Ertesi akşam Macide’nin ders günüydü. Paydostan sonra bir saat beraber çalışacaklardı. Müzik odasına giden Bedri, bu şekilde hususi olarak ders verdiği altı talebenin de orada olduklarını gördü.
“Bugün sizin gününüz değil, ne diye kaldınız?” dedi. Fakat onların bu fazla alakalarına içinden memnun da oldu.
Kızlar birbirleri ile manalı bir şekilde bakıştılar. Macide, Bedri’nin yakınında, kıpkırmızı olarak başını önüne eğmişti.
İki erkek talebeden biri “Müdür Bey emretti, bundan sonra ayrı ayrı ders almayacakmışız. Hep beraber çalışacakmışız!” dedi.
Bedri bir an ne demek istediklerini anlamayarak karşısındakilere baktı. Sonra omuzlarını silkerek notaları açtı ve evvela Macide’yi, sonra diğerlerini dinledi, geri kalanlara “Siz de yarın akşam!” diyerek odadan dışarı çıktı. Müdürü görerek bu yeni emrin sebebini sormak istiyordu.
Onu odasında bulamayınca geri döndü, biraz hava almak için dışarı çıktı.
Ders verdiği yedi çocuk ellerinde çantaları ile beş on adım ileriden gidiyorlardı. Onlara yaklaştı. Bir müddet beraber yürüdüler. Her zamankinin aksine olarak bu akşam hepsi de susuyorlardı.
Bedri “Derslerde hepiniz beraber olursanız tabii daha faydalıdır. Fakat dikkat etmek ve gevezeliğe başlayıp büsbütün zararlı olmamak şartıyla!” dedi.
Çocuklar susmakta devam ettiler. Bedri, Macide’ye dönerek laf olsun diye “Mektubu unutmadın ya!” dedi.

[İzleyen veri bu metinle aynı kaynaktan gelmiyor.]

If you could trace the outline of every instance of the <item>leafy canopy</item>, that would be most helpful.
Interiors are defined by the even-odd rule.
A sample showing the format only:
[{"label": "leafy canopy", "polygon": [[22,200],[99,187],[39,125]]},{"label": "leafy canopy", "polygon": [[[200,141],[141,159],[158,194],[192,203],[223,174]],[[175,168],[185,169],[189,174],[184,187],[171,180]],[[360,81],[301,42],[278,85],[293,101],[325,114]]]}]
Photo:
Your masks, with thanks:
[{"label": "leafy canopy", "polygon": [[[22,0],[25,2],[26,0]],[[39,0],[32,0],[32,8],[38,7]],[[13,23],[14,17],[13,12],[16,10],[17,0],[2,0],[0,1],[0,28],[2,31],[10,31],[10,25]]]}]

Genç kız birdenbire kıpkırmızı oldu. Müthiş bir şaşkınlığa düştü. Öteki çocuklar da önlerine bakıyorlar, hem kızarıyor hem de gülmemek için dudaklarını ısırıyorlardı.
Macide duyulur duyulmaz bir sesle “Mektubu Müdür Bey aldı efendim!” dedi.
Bedri olduğu yerde kalarak sordu:
“Ne münasebet?”
“Bilmiyorum efendim! Dün daha bahçe kapısından çıkmadan arkamdan koşup geldi. Sizin biraz evvel bana verdiğiniz mektubu istedi. Zarfı kendisine verirken ‘Ne var mektupta?’ diye sordu. ‘Bilmiyorum, postaya atmak için Bedri Bey verdi.’ dedim. O zaman zarfın üstünü okudu. ‘Peki peki…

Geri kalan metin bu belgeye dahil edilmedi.